Siyasette şiddetin olmaması gerektiğini vurgulayan Kılıçdaroğlu, "Bir belediye başkanımızın kazanmasını, arkasından sevinç gösterilerini olağan karşılamak lazım. Ama şiddet olması, hatta insanın ölümüne yol açacak dozda bir şiddeti asla ve asla kabul etmek mümkün değildir. Şerafettin Bey'i ziyaret ettim. Sağ olsun doktorlar ve bütün ekipleri gereken özeni göstermişler, iyi durumda, biraz daha yatacak. İyi durumda olması bizim en büyük tesellimiz. Hayatını kaybetseydi bu gerçekten de büyük bir dram olacaktı. Akıl tutulması gibi bir şey, bir insana şiddet uygulamak, onun ölümüne yol açacak dozda şiddeti büyütmek asla ve asla doğru değil. Hepinizin huzurunda hastanenin başhekimine, çalışanlarına hepsine yürekten teşekkür ediyorum." dedi.

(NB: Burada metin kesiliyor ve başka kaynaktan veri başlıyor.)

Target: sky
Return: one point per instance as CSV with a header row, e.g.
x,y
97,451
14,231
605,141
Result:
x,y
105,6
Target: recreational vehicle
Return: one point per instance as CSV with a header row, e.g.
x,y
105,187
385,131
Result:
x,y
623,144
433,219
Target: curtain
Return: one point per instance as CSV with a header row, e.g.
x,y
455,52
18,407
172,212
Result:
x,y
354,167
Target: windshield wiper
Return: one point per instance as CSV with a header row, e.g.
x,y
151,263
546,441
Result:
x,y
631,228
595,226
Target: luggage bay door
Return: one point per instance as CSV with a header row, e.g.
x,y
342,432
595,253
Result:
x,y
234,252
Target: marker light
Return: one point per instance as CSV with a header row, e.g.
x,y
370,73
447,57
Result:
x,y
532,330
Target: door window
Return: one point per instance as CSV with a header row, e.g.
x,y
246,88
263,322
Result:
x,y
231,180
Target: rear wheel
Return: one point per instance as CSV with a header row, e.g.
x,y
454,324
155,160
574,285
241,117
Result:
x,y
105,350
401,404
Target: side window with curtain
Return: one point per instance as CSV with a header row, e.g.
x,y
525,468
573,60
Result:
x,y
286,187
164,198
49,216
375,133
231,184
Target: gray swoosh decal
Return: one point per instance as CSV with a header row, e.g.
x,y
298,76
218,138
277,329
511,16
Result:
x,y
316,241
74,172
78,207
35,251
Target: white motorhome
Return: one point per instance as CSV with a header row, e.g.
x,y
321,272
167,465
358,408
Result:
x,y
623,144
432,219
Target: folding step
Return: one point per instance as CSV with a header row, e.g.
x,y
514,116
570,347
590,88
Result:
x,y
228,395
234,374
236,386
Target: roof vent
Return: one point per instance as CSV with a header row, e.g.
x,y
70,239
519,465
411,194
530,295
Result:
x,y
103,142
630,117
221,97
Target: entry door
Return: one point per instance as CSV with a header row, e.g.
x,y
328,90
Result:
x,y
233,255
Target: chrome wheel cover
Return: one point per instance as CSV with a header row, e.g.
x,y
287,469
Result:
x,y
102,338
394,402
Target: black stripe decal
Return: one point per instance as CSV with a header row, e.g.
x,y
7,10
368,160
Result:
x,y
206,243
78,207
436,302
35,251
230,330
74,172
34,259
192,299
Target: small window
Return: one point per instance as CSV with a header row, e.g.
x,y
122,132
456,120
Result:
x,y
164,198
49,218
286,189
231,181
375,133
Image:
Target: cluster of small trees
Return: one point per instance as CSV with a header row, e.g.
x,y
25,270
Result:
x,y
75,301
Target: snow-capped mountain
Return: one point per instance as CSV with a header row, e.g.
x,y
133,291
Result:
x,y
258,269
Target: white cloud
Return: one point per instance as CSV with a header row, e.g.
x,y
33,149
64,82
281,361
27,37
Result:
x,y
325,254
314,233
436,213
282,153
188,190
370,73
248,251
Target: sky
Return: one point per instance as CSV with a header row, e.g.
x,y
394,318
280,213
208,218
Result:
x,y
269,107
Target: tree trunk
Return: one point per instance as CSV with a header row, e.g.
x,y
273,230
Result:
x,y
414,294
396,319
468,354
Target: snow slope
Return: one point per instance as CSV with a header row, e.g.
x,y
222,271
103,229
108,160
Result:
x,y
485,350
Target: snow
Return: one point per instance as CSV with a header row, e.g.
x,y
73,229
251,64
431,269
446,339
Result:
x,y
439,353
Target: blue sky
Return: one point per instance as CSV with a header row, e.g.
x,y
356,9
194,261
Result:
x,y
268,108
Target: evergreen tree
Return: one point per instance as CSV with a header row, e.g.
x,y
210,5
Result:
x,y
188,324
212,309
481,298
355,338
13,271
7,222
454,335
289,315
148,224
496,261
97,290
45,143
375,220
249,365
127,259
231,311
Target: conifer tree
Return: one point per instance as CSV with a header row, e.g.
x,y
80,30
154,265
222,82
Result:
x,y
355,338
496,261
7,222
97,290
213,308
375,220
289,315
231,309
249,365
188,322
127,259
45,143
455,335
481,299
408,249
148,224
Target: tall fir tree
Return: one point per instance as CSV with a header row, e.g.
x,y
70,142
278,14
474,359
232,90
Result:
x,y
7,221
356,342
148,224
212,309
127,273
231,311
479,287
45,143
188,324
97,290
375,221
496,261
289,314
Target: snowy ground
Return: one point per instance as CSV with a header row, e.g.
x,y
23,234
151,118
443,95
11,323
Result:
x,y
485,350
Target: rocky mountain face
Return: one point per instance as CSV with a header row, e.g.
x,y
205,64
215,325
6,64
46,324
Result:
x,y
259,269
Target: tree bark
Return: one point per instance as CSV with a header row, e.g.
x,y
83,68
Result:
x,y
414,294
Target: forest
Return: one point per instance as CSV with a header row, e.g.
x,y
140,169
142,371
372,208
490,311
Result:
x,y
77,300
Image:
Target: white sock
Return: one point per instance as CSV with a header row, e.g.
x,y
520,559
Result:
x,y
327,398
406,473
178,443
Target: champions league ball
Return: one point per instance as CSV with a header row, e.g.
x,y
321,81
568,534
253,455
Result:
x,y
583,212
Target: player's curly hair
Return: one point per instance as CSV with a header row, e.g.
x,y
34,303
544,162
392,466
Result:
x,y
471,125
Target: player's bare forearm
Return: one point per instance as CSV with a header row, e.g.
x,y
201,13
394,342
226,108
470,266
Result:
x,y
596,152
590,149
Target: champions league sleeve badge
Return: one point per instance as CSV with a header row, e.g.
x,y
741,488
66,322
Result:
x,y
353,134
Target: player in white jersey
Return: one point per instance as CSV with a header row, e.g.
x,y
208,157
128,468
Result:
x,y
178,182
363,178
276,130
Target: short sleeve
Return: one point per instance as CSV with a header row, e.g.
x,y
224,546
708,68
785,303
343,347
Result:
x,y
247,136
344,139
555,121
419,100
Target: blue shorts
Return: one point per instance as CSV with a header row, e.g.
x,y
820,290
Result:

Kılıçdaroğlu, bir gazetecinin, Sosyal Demokrat Halkçı Parti'yi desteklediği yönündeki iddiaları sorması üzerine, bunların asparagas haberler olduğunu ifade etti.
Kayseri'de Suriye uyruklu küçük yaştaki çocuğa Suriyeli bir kişinin cinsel istismarda bulunduğu iddiası sonrası çıkan olaylar hatırlatılan Kılıçdaroğlu, şunları kaydetti:
"Suriyelilerin Türkiye'ye yoğun olarak gelmesi en çok beni rahatsız etmiştir. Genel başkanlık yaptığım dönemde de bütün Suriyeli kardeşlerimizi iki yıl içinde kendi ülkelerine göndereceğime dair söz verdim. Ama Suriyelileri kendi ülkelerine gönderirken Türkiye'nin saygınlığını, insan onurunu koruyarak onları göndereceğimizi söylemiştim. Burada iç çatışmalara yol açılması, Suriyelilere karşı şiddet uygulanması Türkiye'nin itibarına, saygınlığına darbe vurur. Bu açıdan bunları doğru bulmuyorum. Tam tersine hükümetin bu konuda izleyeceği tutarlı politikalarla Suriyelileri kendi ülkelerine göndermesi en büyük arzumuz."